The friendship between Jumbo and Jaja broke down, and both began arming. An 1883 book said that "Jumbo has under his command some 7,000 or 8,000 men, all armed with breech-loading rifles and well supplied with ammunition; and Ja-Ja can put about the same number, similarly armed, into the field". In 1884, Jumbo fell out with the other chiefs in Bonny. There were rumours that he wanted to place one of his sons on the throne, although a planned coup attempt in January 1885 came to nothing. Another son, Herbert Jumbo, who had been educated in England, quarrelled with his father and placed himself under the protection of the British consul.

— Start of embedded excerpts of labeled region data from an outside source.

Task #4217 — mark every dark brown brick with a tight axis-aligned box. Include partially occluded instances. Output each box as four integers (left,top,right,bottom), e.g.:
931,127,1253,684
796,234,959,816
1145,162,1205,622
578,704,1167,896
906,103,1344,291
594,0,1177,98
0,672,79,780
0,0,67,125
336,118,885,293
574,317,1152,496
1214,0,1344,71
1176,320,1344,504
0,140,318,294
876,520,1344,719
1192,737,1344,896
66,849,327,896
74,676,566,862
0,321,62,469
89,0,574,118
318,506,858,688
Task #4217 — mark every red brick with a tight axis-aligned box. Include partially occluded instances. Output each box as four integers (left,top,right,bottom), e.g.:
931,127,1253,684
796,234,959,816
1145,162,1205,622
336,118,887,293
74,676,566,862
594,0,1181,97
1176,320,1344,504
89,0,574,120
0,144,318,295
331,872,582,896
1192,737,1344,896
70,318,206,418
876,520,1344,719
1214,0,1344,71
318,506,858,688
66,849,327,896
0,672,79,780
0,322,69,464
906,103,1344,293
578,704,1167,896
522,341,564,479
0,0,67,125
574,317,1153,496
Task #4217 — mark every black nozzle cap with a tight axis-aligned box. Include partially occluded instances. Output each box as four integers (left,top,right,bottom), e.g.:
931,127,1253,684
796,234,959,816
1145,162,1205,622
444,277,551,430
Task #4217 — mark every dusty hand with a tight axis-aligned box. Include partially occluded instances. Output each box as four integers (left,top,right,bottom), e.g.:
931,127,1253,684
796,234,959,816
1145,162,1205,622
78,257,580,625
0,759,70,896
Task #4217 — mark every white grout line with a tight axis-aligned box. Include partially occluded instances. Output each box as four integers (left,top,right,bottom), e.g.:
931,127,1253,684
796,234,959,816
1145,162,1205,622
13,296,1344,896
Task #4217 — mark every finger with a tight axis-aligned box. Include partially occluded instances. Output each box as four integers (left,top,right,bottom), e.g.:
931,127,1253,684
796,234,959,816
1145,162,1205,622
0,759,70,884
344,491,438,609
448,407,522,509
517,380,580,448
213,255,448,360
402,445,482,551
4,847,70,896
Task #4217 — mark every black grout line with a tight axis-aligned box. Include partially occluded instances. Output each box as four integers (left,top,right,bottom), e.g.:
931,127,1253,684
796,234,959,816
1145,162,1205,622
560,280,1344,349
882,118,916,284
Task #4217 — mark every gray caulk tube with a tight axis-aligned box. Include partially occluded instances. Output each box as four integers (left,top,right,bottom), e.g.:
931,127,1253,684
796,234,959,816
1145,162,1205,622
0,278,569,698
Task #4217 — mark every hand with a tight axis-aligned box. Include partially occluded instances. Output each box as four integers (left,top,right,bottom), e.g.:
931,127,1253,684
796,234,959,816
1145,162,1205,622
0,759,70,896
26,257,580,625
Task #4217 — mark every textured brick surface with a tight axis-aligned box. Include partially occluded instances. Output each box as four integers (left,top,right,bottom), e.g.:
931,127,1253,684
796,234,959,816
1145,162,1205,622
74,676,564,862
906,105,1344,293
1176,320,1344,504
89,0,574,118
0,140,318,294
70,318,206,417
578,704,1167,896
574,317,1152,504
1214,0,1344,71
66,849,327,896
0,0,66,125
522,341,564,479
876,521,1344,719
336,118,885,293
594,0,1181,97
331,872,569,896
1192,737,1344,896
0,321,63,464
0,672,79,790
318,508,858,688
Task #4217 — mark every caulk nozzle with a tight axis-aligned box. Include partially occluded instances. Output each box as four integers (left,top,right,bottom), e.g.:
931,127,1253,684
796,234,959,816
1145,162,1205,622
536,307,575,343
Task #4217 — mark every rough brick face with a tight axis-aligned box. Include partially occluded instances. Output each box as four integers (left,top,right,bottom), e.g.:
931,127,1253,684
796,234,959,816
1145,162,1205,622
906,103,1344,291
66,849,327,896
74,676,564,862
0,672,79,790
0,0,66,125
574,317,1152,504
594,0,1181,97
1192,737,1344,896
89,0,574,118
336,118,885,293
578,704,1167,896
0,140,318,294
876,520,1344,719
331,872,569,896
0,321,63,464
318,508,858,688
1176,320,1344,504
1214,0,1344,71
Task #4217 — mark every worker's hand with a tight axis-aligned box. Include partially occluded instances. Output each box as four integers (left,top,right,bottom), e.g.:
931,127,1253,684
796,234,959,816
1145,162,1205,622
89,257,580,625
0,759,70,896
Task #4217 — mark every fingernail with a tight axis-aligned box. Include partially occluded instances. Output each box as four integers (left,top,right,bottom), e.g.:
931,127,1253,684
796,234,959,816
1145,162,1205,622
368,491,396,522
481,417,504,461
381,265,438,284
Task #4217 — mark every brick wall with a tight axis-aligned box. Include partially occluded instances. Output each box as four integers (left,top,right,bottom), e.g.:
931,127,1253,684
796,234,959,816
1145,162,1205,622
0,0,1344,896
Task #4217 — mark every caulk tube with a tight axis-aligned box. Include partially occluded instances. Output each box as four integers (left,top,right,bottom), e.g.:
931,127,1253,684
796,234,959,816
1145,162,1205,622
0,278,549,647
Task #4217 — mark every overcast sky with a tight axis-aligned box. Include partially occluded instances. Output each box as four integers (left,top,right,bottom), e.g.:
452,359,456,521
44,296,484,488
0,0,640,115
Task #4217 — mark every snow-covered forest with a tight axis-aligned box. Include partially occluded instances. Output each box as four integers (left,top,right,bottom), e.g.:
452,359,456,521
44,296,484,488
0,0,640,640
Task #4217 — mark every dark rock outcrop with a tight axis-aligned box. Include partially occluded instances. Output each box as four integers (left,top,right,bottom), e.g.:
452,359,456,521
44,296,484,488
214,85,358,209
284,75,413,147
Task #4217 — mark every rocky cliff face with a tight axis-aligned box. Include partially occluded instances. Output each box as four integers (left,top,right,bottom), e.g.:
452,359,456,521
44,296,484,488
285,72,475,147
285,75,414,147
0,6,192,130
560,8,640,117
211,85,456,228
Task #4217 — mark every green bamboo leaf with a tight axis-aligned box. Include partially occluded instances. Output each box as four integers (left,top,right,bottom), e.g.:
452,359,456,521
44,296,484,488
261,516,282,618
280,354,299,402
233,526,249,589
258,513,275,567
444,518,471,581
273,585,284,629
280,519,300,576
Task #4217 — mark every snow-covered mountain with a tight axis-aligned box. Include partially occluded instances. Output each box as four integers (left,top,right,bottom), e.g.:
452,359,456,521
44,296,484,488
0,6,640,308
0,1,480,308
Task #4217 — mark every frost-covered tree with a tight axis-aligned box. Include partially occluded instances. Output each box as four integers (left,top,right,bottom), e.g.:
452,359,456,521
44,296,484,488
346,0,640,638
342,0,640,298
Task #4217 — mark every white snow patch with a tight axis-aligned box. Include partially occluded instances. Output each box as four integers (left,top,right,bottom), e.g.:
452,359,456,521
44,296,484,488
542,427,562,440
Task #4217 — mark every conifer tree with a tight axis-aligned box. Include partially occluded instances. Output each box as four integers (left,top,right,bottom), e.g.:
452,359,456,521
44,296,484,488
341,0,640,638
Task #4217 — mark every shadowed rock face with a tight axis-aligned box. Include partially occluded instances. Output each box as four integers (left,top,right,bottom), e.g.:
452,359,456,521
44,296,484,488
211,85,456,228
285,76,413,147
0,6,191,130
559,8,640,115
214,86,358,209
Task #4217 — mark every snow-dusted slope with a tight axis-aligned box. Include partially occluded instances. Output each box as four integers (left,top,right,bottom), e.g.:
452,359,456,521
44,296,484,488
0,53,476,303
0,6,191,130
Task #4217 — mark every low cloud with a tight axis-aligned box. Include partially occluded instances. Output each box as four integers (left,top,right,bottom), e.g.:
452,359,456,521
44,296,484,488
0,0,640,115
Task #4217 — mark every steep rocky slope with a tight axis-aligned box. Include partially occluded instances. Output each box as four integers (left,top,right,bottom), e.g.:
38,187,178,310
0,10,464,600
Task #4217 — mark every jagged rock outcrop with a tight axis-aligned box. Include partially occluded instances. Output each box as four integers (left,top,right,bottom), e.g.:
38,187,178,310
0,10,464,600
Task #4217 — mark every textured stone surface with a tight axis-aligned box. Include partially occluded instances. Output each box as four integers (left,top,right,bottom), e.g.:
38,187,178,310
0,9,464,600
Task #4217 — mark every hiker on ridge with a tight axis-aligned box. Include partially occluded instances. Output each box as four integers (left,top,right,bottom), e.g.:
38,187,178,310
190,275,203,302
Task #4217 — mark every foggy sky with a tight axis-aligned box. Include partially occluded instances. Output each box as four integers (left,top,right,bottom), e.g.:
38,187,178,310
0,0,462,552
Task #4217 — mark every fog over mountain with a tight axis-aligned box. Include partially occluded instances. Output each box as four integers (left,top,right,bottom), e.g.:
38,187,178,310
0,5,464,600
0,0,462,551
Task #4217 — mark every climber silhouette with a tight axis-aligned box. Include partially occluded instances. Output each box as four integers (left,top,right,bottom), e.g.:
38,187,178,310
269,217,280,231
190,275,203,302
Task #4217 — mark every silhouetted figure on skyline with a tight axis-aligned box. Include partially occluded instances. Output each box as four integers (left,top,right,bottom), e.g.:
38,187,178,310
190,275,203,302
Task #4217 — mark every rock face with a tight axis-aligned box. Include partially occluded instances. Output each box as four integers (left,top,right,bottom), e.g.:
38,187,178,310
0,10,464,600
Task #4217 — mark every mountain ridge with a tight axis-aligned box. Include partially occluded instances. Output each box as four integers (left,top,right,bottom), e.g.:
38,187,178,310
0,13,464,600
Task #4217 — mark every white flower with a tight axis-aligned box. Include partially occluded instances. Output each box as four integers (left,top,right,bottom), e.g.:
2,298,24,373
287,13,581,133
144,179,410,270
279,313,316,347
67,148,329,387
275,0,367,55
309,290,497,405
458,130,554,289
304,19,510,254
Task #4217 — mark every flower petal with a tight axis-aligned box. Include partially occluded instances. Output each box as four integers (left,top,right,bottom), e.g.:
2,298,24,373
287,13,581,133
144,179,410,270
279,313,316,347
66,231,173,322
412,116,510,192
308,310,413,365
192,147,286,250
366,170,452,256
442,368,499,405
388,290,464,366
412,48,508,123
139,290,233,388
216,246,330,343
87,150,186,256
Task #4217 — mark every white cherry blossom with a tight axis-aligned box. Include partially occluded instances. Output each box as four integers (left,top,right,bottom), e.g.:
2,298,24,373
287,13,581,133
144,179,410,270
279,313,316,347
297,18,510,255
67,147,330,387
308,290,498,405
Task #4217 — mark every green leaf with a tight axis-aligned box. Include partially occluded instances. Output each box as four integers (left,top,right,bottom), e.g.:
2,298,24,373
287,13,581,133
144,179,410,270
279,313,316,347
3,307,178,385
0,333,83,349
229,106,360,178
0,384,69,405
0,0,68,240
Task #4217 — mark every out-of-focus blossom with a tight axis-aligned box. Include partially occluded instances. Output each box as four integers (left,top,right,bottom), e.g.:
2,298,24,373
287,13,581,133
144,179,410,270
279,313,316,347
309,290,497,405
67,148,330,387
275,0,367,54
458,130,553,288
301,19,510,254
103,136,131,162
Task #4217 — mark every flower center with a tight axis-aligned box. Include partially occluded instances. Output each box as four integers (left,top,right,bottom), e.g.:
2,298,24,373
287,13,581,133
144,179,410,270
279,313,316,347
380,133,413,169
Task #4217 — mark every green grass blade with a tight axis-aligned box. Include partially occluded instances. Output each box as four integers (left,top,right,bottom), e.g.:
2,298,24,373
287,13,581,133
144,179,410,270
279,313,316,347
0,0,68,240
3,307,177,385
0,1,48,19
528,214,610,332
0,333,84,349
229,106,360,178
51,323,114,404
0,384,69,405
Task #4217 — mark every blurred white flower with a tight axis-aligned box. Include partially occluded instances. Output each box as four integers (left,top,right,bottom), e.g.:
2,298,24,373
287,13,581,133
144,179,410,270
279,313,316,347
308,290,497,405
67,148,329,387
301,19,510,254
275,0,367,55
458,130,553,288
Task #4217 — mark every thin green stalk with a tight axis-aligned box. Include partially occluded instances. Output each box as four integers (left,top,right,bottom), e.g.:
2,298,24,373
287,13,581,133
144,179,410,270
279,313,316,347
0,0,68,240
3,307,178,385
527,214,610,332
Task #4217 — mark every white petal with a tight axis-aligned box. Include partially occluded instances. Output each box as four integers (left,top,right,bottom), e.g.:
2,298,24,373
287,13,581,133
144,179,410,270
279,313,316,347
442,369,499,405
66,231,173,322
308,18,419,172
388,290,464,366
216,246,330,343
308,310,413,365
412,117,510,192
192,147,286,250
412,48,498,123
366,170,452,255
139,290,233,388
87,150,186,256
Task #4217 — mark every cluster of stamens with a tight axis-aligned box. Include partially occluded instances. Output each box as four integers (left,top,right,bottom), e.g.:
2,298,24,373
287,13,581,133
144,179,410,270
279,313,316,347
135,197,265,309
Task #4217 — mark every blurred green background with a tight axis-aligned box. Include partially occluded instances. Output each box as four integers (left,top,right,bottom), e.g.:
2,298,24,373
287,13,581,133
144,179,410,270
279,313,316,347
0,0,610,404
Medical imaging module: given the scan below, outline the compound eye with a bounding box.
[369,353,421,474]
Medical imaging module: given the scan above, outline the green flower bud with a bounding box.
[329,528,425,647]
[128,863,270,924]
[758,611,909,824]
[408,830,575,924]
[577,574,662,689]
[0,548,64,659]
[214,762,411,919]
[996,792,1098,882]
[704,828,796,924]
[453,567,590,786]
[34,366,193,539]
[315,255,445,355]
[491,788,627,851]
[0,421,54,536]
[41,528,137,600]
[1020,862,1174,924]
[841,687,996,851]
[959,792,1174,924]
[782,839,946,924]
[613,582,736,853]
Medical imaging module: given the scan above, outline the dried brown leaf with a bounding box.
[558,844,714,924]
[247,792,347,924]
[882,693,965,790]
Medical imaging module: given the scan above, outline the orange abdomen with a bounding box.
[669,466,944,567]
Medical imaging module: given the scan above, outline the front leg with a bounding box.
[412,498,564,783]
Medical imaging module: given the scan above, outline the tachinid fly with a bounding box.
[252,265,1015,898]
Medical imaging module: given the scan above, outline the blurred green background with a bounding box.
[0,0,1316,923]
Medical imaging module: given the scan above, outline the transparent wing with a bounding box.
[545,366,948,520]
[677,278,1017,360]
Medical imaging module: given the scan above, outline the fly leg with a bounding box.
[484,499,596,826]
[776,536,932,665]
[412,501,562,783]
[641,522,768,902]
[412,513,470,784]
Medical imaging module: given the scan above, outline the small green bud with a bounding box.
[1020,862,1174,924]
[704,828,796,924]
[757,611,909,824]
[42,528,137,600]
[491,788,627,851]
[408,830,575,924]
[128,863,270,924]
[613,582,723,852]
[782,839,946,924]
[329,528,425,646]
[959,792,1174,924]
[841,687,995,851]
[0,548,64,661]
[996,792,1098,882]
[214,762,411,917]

Later in 1885, Jumbo made a trip to England, arriving in Liverpool in May accompanied by two of his sons, Herbert and James. The Times described him as "King of Bonny" when reporting the visit. On his return trip, the ship he was travelling on was wrecked at the mouth of the River Cess, Liberia, but he managed to escape. In February 1886, a protectorate treaty was concluded between Bonny and Britain. A ruling council was established, and King George Pepple was reestablished on his throne. Jumbo was publicly degraded, his bans on Christianity were repealed and afterwards he was a spent force in Bonny politics. In June 1886, refuting rumours that Jumbo had drowned in the shipwreck, a reporter said he had retired 40 miles into the interior, leaving all his affairs in the hands of his son Herbert. In 1887, Jaja was arrested and exiled to Tenerife, dying there in 1891, and his old rival Jumbo died around the same time.

==Appearance==

In John Whitford's book on the region published in 1877, Jumbo was described as "about forty-five years of age, slightly above the middle stature, well built, inclined to portliness; and has bright sparkling eyes and an intelligent face". He was described as an elegant dresser, although preferred bare feet. He travelled in a long, fast canoe paddled by twenty four to thirty boys. He was hospitable, and often invited white men to share his excellent cookery. An account published after his fall in 1886 described him as "a grand old pagan of the bygone school, tall and strong, with a fine handsome face and powerful head, with very little attempt at European dress, or indeed dress of any sort". It noted that his two sons, who resided mostly in England, were civilised gentlemen.